You will see a lot of output - close to 250 lines. Search for the string "<main>" which will show the assembly language source code for the function main in our program. The first column is the address in the program, the 2nd column lists the actual bytes that represent each instruction (you will notice the variable lengths here), and the 3rd column is the assembly language instructions.

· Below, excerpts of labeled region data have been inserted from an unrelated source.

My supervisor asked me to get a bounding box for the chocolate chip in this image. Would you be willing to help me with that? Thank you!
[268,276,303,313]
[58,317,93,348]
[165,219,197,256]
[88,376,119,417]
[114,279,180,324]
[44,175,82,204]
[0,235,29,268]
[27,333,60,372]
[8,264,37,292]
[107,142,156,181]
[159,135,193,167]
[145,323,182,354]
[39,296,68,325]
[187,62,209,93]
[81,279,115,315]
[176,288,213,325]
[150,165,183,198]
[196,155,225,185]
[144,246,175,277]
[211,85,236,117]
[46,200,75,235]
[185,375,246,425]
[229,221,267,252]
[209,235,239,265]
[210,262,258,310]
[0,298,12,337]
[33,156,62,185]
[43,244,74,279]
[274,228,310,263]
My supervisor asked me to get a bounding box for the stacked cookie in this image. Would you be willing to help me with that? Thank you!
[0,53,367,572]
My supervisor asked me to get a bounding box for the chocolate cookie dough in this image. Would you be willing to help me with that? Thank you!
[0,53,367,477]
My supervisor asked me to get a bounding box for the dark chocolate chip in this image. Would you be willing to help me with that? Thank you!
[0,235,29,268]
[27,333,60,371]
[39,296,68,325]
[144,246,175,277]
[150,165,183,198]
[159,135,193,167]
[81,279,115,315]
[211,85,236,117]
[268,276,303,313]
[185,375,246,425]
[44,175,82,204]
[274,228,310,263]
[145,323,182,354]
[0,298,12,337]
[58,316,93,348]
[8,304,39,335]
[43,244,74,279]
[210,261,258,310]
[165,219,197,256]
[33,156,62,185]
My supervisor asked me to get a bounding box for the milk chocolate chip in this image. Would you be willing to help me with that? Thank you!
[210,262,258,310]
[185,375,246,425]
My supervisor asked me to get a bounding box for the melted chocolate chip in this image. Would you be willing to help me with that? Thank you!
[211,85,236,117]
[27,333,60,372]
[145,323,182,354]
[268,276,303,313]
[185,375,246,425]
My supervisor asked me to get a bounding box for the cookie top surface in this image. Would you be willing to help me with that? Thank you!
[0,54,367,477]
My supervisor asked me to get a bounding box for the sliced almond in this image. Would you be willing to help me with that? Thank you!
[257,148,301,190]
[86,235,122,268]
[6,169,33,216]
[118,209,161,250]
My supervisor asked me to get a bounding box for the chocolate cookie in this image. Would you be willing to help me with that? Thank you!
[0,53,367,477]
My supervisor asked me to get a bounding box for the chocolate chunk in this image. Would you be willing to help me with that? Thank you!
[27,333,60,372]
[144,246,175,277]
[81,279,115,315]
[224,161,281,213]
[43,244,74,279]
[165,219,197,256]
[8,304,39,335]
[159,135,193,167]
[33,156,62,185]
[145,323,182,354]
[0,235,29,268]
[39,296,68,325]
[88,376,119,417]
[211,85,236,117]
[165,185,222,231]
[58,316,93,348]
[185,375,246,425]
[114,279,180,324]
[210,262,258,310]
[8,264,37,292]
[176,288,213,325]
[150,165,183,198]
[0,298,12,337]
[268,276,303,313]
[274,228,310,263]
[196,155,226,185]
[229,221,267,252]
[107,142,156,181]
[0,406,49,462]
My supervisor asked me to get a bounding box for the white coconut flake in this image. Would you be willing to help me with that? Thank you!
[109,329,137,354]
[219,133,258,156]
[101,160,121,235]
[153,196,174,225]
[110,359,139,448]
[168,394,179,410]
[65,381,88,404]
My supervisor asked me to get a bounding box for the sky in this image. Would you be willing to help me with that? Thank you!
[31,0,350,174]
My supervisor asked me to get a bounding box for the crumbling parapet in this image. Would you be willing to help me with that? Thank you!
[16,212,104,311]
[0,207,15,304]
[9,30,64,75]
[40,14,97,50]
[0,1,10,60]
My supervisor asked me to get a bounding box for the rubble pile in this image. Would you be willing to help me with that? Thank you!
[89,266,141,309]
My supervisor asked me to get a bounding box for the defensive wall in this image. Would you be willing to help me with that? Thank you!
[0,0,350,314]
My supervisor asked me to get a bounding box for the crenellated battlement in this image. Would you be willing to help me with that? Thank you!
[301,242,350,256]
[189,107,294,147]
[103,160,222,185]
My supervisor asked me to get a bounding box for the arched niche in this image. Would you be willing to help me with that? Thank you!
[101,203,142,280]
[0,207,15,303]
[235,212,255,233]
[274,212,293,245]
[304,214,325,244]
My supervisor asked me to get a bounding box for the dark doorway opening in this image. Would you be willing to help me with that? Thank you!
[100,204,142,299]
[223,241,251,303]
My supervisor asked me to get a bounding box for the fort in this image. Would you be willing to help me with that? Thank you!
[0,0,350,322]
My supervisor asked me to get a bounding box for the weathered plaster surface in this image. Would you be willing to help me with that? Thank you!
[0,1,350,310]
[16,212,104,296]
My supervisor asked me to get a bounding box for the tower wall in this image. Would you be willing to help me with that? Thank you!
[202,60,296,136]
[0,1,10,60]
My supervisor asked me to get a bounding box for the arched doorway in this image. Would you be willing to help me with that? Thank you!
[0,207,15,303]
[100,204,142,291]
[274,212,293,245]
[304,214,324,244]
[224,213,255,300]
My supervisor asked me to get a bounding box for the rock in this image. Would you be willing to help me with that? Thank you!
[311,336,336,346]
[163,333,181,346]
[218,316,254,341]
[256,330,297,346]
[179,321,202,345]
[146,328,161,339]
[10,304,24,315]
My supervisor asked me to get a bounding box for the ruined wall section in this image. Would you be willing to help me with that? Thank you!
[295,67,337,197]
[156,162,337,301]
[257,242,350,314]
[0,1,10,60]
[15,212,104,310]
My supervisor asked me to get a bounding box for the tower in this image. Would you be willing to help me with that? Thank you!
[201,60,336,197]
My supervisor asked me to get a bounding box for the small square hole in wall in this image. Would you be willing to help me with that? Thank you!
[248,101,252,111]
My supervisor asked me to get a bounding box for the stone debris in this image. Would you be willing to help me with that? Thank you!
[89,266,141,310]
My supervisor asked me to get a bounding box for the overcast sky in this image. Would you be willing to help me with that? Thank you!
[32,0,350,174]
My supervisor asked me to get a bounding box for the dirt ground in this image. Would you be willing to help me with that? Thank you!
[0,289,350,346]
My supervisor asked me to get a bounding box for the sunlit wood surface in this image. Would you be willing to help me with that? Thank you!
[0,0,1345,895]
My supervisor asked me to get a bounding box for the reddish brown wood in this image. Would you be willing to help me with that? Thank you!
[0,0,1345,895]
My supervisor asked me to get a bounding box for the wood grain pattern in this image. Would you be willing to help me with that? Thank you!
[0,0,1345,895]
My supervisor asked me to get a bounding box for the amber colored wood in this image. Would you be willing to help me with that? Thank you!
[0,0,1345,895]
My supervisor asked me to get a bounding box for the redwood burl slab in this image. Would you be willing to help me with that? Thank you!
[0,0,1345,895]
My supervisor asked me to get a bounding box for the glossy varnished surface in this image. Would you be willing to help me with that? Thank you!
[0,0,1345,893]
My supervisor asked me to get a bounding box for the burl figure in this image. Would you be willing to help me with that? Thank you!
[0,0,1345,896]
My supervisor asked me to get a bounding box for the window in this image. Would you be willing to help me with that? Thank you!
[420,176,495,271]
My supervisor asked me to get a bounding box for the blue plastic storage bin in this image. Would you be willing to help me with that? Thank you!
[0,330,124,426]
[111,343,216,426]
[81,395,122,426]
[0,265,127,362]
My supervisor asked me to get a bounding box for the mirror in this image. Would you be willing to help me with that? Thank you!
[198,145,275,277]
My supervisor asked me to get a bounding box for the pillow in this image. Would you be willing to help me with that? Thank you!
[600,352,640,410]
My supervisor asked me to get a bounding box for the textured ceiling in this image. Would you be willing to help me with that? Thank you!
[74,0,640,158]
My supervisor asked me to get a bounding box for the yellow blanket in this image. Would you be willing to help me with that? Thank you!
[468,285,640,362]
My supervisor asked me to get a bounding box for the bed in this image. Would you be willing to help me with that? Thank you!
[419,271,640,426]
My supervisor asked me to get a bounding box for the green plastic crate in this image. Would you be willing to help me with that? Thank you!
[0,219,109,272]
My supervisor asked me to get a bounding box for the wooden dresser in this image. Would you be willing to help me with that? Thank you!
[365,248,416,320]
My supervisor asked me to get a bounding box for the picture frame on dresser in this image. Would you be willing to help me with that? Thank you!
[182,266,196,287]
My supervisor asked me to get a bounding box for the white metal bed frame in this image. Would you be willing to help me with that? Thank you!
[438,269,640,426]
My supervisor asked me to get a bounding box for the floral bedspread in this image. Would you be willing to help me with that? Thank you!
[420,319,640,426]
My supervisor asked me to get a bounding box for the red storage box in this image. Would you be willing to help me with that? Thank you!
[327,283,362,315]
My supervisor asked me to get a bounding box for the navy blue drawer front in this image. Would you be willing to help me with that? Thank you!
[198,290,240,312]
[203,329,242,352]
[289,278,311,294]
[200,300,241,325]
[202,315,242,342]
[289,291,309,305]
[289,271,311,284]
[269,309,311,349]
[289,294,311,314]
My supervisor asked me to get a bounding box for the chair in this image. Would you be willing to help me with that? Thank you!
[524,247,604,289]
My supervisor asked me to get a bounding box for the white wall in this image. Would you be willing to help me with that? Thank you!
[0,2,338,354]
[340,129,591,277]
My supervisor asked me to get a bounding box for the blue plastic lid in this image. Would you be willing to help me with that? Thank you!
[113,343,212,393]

Annotate each instruction with what it is doing and map them back to the few lines of C-source code.

x86 ISA reference:

• Intel® 64 and IA-32 Architectures Software Developer's Manual

Volume 1: Basic Architecture. pdf download

• Intel® 64 and IA-32 Architectures Software Developer's Manual

Volume 2A: Instruction Set Reference, A-M Describes the format of the instruction and provides reference pages for instructions (from A to M). This volume also contains the table of contents for both Volumes 2A and 2B. pdf download

• Intel® 64 and IA-32 Architectures Software Developer's Manual

Volume 2B: Instruction Set Reference, N-Z Provides reference pages for instructions (from N to Z). VMX instructions are treated in a separate chapter. This volume also contains the appendices and index support for Volumes 2A and 2B. pdf download

• More Intel manuals here

9.  Errata to Solution Set

Q2. ALU Diagram

The OFL output also needs to consider output[2] as one of its inputs.

Q3. Stack based assembly code.

There are two consecutive 'push addrC' in the code. Any one of them needs to be 'push addrD'

Q4. The correct solution is :

2.57 solution:

MIPS:

• add $t0, $zero, $zero # i = 0
• addi $t1, $zero, 10 # set max iterations of loop
• loop: sll $t2, t0, 2 # $t2 = i * 4
• add $t3, $t2, $a1 # $t3 = address of b[i]
• lw $t4, 0($t3) # $t4 = b[i]
• add $t4, $t4, $t0 # $t4 = b[i] + i
• sll $t2, t0, 4 # $t2 = i * 4 * 2
• add $t3, $t2, $a0 # $t3 = address of a[2i]
• sw $t4, 0($t3) # a[2i] = b[i] + i
• addi $t0, $t0, 1 # i++
• bne $t0, $t1, loop # loop if i != 10

PowerPC:

• add $t0, $zero, $zero # i = 0
• addi $t1, $zero, 10 # set max iterations of loop
• loop: lwu $t4, 4($a1) # $t4 = b[i]
• add $t4, $t4, $t0 # $t4 = b[i] + i
• sll $t2, t0, 4 # $t2 = i * 4 * 2
• sw $t4, $a0+$t2 # a[2i] = b[i] + i
• addi $t0, $t0, 1 # i++
• bne $t0, $t1, loop # loop if i != 10

Q6. For compiler C3 solution,

• Using I1, C3 produces programs with CPI (0.5*2 + 0.25*3 + 0.25*3) =3
• Using I2., C3 produces programs with CPI (0.5*1 + 0.25*2 + 0.25*2) = 1.5

Performance ratio of I1 vs I2 = (6/3)/(3/1.5) = 1

• Thus, both I1 and I2 have same performance on C3.